The enclosed form of proxy also provides a method for stockholders to vote for, against or to abstain from
voting with respect to: (i) the approval of Windstream’s Performance Incentive Compensation Plan, (ii) the
ratification of the appointment of PricewaterhouseCoopers LLP as Windstream’s independent registered public
accountants for 2007, and (iii) the stockholder proposal. By abstaining from voting for the foregoing, shares
would not be voted either for or against, but would be counted for quorum purposes.

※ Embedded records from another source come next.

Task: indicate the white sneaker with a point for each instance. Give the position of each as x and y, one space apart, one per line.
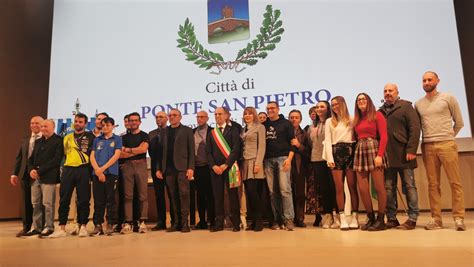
344 224
75 230
58 234
126 228
142 229
354 221
337 223
327 221
83 231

Brokers holding shares in street name for customers who are beneficial owners of such shares are
prohibited from giving a proxy to vote such customers’ shares on “non-routine” matters in the absence of specific
instructions from such customers. This is commonly referred to as a “broker non-vote.” Broker non-votes will be
treated in the same manner as abstentions for quorum purposes. However, broker non-votes are not counted as
votes against the proposals in question or as abstentions, nor are they counted to determine the number of votes
present for a particular proposal.
Under the current rules of the New York Stock Exchange (“NYSE”), if a stockholder holds shares
through a bank or brokerage firm and the broker delivers this proxy statement to the stockholder, the broker is
entitled to vote such stockholder’s shares on the election of directors, Windstream’s Performance Incentive
Compensation Plan, PricewaterhouseCoopers LLP as Windstream’s independent registered public accountant for
2007, and the stockholder proposal if the stockholder does not provide voting instructions to the broker.